Dann ist die Lage in Bezug auf Belarus zu nennen. Das ist ein Anschlag auf die gesamte Europäische Union und etwas, was wir in dieser Form noch nicht erlebt haben. Ich würde es so bezeichnen, dass es ein von Staaten geförderter Menschenhandel, Menschenschmuggel ist. Das betrifft mein Land, Litauen, und Polen. Aber wir sind uns natürlich der Tatsache bewusst, dass man die Schengenzone, die Bewegungsfreiheit der Menschen innerhalb der Europäischen Union nur gewährleisten und schützen kann, wenn man klare Grenzen an der Außengrenze mit klaren Prozeduren und Verfahren für die Einreise hat. Das muss organisiert werden. Das darf nicht so unorganisiert sein, wie das jetzt der Fall ist, schon gar nicht im Angesicht eines staatlichen Akteurs. Hier sprechen wir ja von einem Drittstaat.

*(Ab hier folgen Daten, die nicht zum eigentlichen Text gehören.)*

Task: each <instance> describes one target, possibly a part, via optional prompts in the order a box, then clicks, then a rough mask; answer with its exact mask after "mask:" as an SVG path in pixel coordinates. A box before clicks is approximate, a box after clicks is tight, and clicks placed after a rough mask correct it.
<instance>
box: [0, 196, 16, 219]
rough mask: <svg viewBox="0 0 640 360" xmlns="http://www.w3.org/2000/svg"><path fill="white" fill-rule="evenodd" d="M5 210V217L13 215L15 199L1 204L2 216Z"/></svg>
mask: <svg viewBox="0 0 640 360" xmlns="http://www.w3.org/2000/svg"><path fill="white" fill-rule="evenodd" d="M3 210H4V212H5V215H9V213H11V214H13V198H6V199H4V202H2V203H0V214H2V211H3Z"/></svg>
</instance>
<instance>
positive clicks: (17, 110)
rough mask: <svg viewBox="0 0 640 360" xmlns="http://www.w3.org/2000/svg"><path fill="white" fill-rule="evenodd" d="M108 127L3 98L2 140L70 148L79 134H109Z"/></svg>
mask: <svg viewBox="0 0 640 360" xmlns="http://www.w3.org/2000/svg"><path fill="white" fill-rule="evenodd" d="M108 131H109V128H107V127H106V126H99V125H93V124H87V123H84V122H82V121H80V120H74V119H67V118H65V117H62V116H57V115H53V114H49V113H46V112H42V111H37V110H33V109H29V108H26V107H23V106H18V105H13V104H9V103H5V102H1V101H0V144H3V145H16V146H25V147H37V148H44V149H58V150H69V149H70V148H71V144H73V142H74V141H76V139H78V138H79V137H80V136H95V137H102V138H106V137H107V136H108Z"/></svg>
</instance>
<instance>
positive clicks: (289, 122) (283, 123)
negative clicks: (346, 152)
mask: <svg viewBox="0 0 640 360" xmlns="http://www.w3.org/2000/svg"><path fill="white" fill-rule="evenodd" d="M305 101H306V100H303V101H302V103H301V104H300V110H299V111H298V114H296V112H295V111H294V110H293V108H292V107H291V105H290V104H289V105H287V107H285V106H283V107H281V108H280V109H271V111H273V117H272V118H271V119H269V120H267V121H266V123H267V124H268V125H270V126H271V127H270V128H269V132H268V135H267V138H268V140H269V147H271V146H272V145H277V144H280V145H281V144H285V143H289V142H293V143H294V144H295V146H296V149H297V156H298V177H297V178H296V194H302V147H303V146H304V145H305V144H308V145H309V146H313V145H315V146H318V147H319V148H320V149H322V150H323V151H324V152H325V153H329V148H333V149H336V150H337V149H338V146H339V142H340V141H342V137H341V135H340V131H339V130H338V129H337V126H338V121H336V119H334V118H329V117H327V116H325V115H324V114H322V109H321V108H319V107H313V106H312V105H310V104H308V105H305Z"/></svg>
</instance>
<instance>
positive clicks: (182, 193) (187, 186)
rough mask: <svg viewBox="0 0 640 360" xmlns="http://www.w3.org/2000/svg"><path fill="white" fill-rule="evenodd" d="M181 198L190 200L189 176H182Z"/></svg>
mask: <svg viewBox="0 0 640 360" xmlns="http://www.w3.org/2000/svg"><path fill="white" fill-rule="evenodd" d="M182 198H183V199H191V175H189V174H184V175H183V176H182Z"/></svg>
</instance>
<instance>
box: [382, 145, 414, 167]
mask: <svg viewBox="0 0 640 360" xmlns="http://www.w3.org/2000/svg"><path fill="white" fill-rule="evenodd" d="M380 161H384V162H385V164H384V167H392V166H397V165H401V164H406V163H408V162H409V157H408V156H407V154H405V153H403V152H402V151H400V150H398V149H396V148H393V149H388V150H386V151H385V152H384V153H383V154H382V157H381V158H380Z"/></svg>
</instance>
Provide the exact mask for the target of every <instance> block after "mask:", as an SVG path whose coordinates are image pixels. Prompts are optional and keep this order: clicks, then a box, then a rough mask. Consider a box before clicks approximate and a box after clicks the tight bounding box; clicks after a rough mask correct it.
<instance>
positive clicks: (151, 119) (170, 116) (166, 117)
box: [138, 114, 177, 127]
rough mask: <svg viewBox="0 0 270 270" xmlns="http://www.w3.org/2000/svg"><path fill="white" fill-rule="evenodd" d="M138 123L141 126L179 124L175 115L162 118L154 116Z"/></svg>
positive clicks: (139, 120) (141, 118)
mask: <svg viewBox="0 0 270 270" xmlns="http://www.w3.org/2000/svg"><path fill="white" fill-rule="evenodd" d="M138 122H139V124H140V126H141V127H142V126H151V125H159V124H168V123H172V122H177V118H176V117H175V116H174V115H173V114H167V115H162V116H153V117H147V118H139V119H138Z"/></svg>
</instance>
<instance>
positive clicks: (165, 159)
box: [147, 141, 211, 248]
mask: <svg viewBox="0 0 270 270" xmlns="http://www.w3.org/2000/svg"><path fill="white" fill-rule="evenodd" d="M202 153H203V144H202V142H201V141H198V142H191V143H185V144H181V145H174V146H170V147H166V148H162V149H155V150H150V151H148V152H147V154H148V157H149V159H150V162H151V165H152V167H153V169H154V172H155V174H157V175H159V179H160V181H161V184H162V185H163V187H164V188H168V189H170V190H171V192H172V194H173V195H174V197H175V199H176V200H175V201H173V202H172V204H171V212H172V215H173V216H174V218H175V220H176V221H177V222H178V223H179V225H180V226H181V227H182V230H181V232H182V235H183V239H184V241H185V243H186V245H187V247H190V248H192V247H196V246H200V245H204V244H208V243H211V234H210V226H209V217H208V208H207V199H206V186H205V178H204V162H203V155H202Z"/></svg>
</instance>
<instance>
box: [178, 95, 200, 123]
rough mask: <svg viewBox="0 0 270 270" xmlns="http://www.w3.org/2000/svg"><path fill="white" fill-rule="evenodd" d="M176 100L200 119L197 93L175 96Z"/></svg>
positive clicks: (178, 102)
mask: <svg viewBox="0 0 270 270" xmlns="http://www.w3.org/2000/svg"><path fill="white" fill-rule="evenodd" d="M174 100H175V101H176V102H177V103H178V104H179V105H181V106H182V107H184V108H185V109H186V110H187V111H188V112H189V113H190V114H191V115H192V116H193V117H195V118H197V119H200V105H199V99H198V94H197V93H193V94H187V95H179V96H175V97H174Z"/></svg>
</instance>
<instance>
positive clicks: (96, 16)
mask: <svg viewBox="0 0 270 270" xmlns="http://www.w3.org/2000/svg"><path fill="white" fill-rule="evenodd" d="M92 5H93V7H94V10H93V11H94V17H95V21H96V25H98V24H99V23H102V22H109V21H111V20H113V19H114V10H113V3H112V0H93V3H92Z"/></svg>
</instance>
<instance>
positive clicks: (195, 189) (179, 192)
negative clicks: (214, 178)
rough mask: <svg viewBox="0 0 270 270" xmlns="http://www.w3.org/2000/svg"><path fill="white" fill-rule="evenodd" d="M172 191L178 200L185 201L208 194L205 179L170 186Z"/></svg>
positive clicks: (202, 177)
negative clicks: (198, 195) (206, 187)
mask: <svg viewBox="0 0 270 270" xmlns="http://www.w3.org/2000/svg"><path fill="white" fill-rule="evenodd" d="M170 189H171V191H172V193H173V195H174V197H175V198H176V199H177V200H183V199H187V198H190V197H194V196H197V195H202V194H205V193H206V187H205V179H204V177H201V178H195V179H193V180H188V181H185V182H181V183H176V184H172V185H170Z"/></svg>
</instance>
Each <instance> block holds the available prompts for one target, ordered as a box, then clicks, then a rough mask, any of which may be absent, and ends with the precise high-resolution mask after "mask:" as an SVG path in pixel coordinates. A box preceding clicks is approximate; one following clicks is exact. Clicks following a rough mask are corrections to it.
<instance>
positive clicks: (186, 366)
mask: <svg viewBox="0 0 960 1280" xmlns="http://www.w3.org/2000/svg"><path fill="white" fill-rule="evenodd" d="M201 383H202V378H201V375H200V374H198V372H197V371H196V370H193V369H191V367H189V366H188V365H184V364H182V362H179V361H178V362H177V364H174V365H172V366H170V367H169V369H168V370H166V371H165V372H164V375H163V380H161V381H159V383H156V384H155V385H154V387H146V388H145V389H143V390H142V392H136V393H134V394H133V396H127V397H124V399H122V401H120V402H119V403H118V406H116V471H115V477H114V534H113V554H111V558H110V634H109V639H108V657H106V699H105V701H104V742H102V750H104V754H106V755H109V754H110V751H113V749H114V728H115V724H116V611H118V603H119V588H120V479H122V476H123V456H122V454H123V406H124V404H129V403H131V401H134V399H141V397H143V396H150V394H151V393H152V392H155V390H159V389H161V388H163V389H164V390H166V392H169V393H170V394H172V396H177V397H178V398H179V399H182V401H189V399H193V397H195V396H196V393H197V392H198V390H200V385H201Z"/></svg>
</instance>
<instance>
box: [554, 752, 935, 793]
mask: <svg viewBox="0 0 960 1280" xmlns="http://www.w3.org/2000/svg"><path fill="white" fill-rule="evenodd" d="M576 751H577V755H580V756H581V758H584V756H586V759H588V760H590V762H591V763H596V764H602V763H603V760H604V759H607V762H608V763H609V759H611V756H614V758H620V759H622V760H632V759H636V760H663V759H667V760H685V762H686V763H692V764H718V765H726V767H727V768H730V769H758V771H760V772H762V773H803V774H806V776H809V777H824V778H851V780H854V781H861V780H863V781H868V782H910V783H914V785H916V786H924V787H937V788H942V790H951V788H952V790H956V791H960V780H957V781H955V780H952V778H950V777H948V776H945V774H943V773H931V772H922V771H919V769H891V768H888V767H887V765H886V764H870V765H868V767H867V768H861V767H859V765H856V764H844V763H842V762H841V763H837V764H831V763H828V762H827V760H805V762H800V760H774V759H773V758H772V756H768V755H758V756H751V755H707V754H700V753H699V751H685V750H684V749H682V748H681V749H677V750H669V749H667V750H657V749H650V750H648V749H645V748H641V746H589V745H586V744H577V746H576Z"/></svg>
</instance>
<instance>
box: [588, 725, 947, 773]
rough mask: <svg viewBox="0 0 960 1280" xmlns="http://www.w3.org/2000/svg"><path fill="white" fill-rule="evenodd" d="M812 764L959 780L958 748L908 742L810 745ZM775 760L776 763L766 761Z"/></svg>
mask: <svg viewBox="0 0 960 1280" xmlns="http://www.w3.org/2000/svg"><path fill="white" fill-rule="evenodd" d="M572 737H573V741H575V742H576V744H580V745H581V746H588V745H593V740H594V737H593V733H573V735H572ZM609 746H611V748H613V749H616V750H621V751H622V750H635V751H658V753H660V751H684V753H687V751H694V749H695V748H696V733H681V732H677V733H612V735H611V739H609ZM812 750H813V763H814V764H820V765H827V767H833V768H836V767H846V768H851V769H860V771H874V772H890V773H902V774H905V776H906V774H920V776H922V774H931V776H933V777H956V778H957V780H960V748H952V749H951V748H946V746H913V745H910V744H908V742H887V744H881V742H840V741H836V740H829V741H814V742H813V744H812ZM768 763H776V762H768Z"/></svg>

Wir werden auch über Fragen des Klimawandels und über die Herausforderungen sprechen, denn wir uns diesbezüglich momentan gegenübersehen, zum Beispiel die jüngsten Entwicklungen in Bezug auf den Anstieg der Energiepreise. Das gilt vor allem für die europäischen Staaten, die sehr stark von Gasimporten aus verschiedenen Ländern - vor allem aus Russland - abhängig sind. Das ist auch wiederum etwas, das wir angehen müssen. Wie kann man den Übergang zu einer grünen Energie vorantreiben und gleichzeitig sicherstellen, dass die Energiepreise für die Verbraucher und die Unternehmen in diesem Zeitraum auch bezahlbar bleiben?

Viel bleibt auch über die zukünftige Rolle Europas zu sagen. Nun, vom Standpunkt der Sicherheitsfragen betrachtet ist ja eindeutig, dass die Nato das Sicherheitsrückgrat der Europäer bildet. Das stellt auch niemand infrage. Die Frage ist nur, wie die Europäische Union ein stärkerer Partner, ein stärkerer Pfeiler im Nato-Bündnis und auch darüber hinaus sein kann.

Schauen Sie sich doch die Welt an. Wir haben eigentlich drei große Machtzentren: zum einen die USA, dann China und dann Europa. Die USA sind militärisch und wirtschaftlich eine Macht; China ist sowohl militärisch als auch wirtschaftlich eine Macht; wir in Europa sind eine wirtschaftliche Macht. Es ist aber klar, dass wir, wenn wir wirklich selbstständig agieren wollen, auch darüber nachdenken müssen, wie wir unsere eigene Verteidigungsfähigkeit innerhalb des Nato-Rahmens verstärken können. Da bleibt Arbeit genug. Die Demokratien in der Welt nehmen nicht zu, sondern sie werden weniger. Die, die wir in Europa haben, sind stark und lebendig. Wir sprechen hier von der Europäischen Union, von den Vereinigten Staaten von Amerika und anderen Staaten. Dies sind Demokratien. De Demokratien der Welt müssen miteinander arbeiten, müssen zusammenarbeiten, um Lösungen zu finden, damit nicht die Autokratien in unserer Welt, deren Zahl leider zurzeit zunimmt, die Oberhand gewinnen.

Da steht uns einiges ins Haus. Ich glaube, wir haben heute genug zu diskutieren.